Wolfram Klein, der Übersetzer des Werkes, lässt diesem Schluss einige Anmerkungen folgen, in welchen er sich mit ein paar Bemerkungen Broués kritisch auseinandersetzt. Eine zwanzigseitige Chronologie, ein Glossar mit Kurzbiographien der wichtigsten erwähnten Personen und zuletzt eine umfangreiche, mehr als 80 Seiten umfassende Bibliographie beenden den zweiten Band.
Broués „Deutsche Revolution“ ist zweifellos ein faszinierendes Werk und das vielleicht spannendste und detaillierteste über diese Umbruchphase der deutschen Geschichte. Broués Parteilichkeit ist natürlich nicht zu übersehen und mit etlichen seiner Perspektiven, Urteile, Gewichtungen und Verzerrungen kann und muss der Historiker kritisch ins Gericht gehen. Daher empfiehlt es sich selbstredend, dieses Werk, das eben auch nur den Forschungsstand der 1960er Jahre spiegeln kann, am besten neben anderen Publikationen der letzten Jahren zum Thema Novemberrevolution und Krisenjahre der Republik zu lesen (zu diesem Thema veröffentlicht haben beispielsweise Joachim Käppner, Robert Gerwarth oder Mark Jones). Der stupende Daten- und Detailreichtum entschädigt allerdings für die vorhandenen ideologisch bedingten (marxistischen) Einseitigkeiten.
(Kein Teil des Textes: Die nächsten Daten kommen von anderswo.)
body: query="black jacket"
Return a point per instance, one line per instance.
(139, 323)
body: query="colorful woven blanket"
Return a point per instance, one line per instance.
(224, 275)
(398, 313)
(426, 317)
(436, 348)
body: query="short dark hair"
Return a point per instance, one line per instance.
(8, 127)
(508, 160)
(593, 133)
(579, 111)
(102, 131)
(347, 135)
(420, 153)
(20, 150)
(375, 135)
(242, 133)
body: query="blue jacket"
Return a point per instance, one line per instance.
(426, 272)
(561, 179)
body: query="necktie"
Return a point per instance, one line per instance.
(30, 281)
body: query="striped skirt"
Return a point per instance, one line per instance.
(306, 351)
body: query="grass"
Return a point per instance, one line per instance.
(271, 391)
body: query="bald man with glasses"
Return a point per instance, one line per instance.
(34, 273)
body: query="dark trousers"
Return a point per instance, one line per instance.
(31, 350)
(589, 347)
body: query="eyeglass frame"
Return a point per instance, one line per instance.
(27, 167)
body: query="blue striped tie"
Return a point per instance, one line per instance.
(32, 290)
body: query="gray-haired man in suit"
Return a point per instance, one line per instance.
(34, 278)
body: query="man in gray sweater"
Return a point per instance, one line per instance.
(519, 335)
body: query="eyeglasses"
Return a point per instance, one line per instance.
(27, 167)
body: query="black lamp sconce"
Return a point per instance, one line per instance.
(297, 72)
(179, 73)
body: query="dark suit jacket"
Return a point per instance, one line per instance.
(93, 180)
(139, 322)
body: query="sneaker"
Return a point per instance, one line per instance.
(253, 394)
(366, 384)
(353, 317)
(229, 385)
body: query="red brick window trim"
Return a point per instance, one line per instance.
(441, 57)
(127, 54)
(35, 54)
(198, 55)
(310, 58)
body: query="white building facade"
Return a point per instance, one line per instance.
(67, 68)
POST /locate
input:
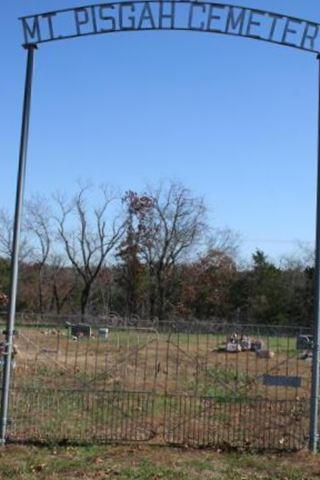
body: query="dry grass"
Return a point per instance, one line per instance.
(168, 388)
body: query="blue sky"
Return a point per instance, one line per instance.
(233, 119)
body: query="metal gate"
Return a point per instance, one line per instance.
(176, 384)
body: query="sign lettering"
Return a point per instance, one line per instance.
(173, 15)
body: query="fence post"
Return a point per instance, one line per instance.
(16, 242)
(314, 405)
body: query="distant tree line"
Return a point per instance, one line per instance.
(151, 255)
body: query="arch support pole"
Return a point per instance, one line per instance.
(16, 243)
(314, 404)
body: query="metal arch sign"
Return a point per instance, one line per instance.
(172, 15)
(125, 16)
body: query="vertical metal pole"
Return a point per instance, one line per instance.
(314, 405)
(16, 242)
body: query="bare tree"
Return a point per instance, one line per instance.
(88, 237)
(63, 283)
(6, 237)
(172, 230)
(38, 224)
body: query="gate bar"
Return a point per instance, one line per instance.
(314, 407)
(16, 242)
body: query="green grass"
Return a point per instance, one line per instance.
(150, 463)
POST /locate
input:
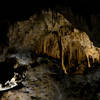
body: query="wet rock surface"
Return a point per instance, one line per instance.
(44, 80)
(40, 76)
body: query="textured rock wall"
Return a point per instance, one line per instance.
(52, 34)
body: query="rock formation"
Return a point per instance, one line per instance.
(51, 34)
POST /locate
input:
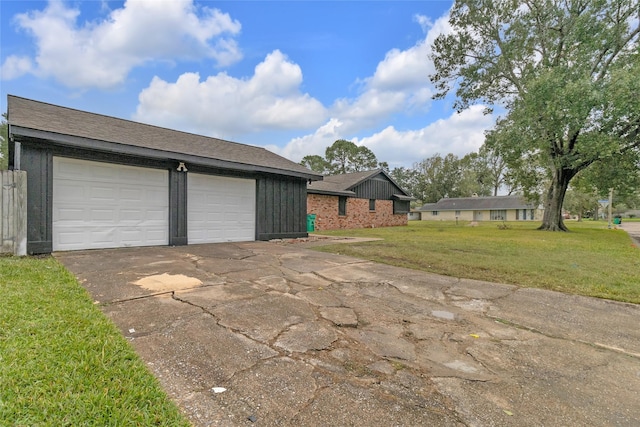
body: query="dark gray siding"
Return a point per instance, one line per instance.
(38, 163)
(378, 188)
(281, 208)
(177, 208)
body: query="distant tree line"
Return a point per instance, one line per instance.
(486, 173)
(4, 142)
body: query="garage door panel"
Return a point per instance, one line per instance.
(99, 205)
(220, 209)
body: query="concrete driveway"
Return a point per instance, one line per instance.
(267, 334)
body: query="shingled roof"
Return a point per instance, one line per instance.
(343, 184)
(478, 203)
(70, 127)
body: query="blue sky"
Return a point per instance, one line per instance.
(291, 76)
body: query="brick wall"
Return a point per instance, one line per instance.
(358, 214)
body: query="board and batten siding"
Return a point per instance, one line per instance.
(13, 212)
(281, 208)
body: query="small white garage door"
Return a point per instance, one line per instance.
(104, 205)
(220, 209)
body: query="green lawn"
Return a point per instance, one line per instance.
(590, 260)
(62, 362)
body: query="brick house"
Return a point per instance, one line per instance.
(357, 200)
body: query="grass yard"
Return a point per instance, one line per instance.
(590, 260)
(62, 362)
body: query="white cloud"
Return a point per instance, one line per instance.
(225, 106)
(101, 54)
(400, 83)
(15, 66)
(459, 134)
(314, 143)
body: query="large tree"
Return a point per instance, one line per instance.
(344, 157)
(567, 73)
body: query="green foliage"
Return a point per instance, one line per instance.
(343, 157)
(315, 163)
(62, 362)
(568, 74)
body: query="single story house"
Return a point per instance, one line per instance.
(357, 200)
(497, 208)
(95, 181)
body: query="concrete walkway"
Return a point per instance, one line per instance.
(269, 334)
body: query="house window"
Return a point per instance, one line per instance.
(342, 205)
(498, 215)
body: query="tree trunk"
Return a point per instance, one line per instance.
(552, 219)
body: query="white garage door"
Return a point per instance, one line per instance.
(220, 209)
(103, 205)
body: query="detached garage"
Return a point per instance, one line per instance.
(95, 181)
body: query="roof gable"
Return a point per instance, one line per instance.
(54, 122)
(345, 184)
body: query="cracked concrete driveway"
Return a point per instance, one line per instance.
(265, 333)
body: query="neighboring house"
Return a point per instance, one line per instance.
(357, 200)
(100, 182)
(498, 208)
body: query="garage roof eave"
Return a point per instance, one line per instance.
(151, 153)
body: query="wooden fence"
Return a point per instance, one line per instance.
(13, 212)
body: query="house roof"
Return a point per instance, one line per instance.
(343, 184)
(70, 127)
(478, 203)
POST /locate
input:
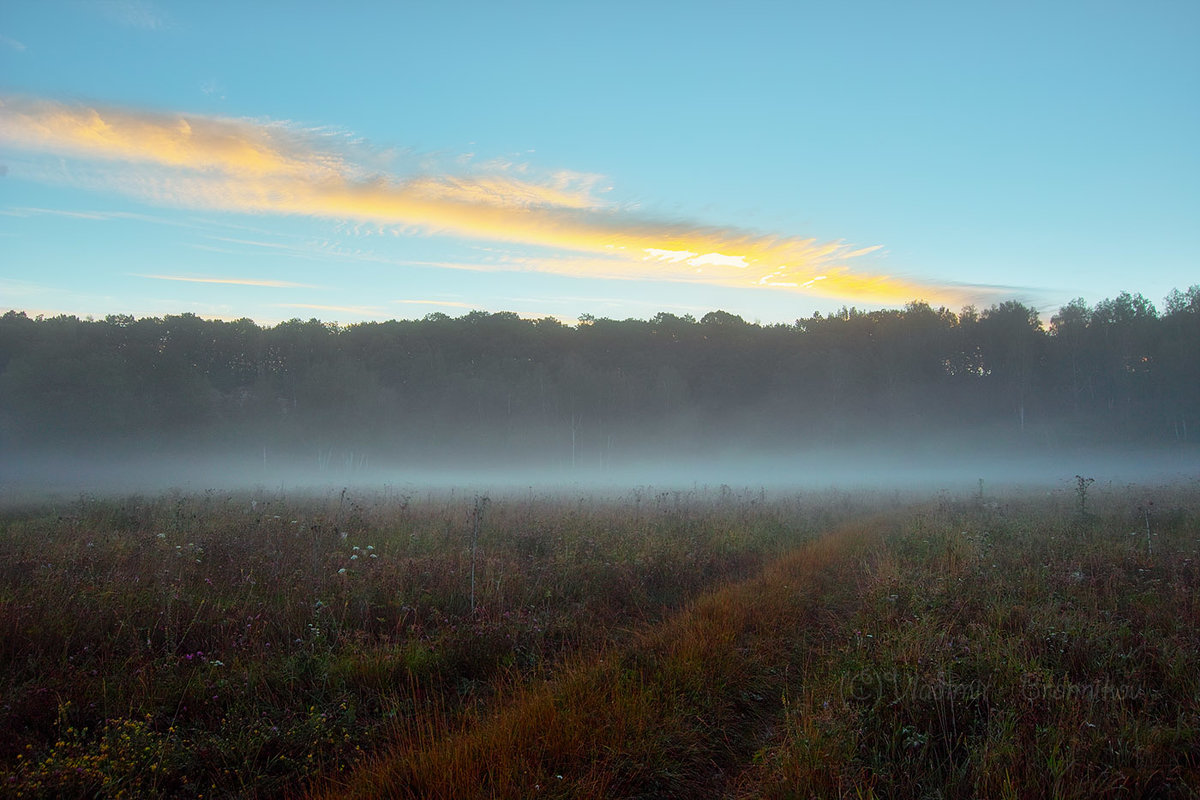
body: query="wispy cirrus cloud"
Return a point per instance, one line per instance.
(234, 282)
(256, 167)
(358, 311)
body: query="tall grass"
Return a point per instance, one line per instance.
(245, 644)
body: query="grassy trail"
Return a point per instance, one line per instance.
(952, 653)
(676, 714)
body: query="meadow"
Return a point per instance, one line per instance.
(675, 644)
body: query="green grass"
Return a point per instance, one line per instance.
(676, 644)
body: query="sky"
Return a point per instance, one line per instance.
(371, 161)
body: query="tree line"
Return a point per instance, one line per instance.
(496, 384)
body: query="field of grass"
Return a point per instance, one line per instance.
(652, 644)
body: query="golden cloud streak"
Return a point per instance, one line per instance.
(275, 168)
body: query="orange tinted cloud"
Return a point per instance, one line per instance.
(276, 168)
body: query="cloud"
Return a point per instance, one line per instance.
(443, 304)
(132, 13)
(358, 311)
(256, 167)
(235, 282)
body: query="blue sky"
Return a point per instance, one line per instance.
(381, 161)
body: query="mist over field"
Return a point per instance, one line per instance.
(917, 398)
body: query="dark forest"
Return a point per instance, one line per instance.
(497, 389)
Führt sich der Leser vor Augen, mit welch ideologischer Verbohrtheit in kommunistisch-marxistischen Kreisen bereits 1918-1920 diskutiert wurde, werden antizipierend jene Schau- und Hexenprozesse erklärlich, die einige Jahrzehnte später die Sowjetunion und den Ostblock erschütterten. Dem aufmerksamen Leser entgeht somit nicht, dass der Keim des Unrechts bereits früh in jenem Absolutheitsanspruch angelegt war, der in den parteiinternen Diskussionen früh schon durchschien. Erstaunlich ist (aber angesichts seiner ideologischen Prägung vielleicht auch nicht), dass ein Broué, dem klar war, dass Paul Levi unter anderem deshalb scheiterte, weil man ihm vorwarf, zu unabhängig zu sei und sich „der Sache“ nicht ganz hingegeben zu haben (wie in einer mystisch-ekstatischen Sekte), dass ein Broué, der erkannte, dass „der Linksradikalismus […] eine globale Negation der Vergangenheit und ein kindlicher Wunsch, den Lauf der Dinge zu erzwingen, eine Verweigerung jedes Kompromisses und sogar jedes Übergangs, ein vereinfachender Maximalismus und ein ungeduldiger und oberflächlicher Utopismus“ (II, 278) war, diese erwähnte Kontinuitätslinie nicht zog und benannte.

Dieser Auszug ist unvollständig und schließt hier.